In de holte van haar rug knikkebolt een middelgrote hond met wit tot
grijsachtig piekhaar. De kop van de hond volgt de ademhaling van het
meisje. Als zij inademt, stijgt de hond enkele centimeters. Blaast ze de
lucht weer uit, dan daalt, heel rustig, het grappige dier weer.
Tegen de muur vlak achter het meisje – en ook achter de allesbrander
trekt een opgetutte kerstboom de aandacht. In zijn schaduw bevindt zich
geen stal met heiligen of andere bovenmenselijke miniaturen. Wel is de
top met een ster verfraaid. Verspreid onder de onderste takken van de
dennenboom wachten kleurrijke pakjes, van groot tot klein. Op de
schoorsteenmantel branden twee dikke kaarsen.
Het meisje leest op haar buik een boek.

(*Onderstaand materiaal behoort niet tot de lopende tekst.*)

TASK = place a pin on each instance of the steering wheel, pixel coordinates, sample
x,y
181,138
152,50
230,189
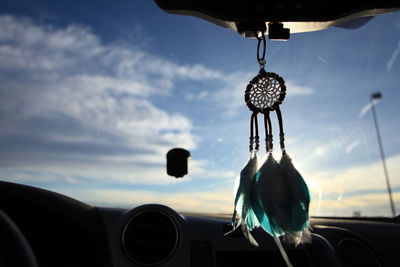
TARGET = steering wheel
x,y
14,248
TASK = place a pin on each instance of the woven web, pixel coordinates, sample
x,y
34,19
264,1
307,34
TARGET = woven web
x,y
265,93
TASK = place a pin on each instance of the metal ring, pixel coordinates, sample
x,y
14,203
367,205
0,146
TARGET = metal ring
x,y
261,60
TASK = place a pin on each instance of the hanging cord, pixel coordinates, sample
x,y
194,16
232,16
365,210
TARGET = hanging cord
x,y
268,132
254,139
281,133
261,58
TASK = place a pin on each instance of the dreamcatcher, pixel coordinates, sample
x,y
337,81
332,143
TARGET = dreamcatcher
x,y
274,197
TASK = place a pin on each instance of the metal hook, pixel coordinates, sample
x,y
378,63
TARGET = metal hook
x,y
261,59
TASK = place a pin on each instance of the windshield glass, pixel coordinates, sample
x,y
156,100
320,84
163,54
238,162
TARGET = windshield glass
x,y
92,96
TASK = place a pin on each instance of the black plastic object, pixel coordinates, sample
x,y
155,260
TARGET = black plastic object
x,y
177,162
250,17
276,31
14,248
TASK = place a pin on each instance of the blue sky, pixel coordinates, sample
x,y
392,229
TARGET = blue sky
x,y
93,96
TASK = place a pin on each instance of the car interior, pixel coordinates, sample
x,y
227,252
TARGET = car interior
x,y
39,227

Haar kin rust in haar twee
handen, en het boek ligt op de vloer die van hoogpolig tapijt is.
Nu en dan kijkt het meisje dromerig op van de bladzijden. Dan tuurt
ze, roerloos omdat ze haar hond niet wil wekken, naar de vlammen in het
vuur.
Uit de keuken weerklinkt het metalige getik van pannen en potten die
op het fornuisrooster worden gezet, of tegen elkaar slaan. Vertrouwde
stemmen wurmen zich behendig door deze keukengeluiden heen. Het ruikt
naar koekjes, soep, en andere verkwikkende spijzen.
Buiten vreet de vrieskou zich een weg door de aardkorst heen.
Maar binnen is de wereld warm.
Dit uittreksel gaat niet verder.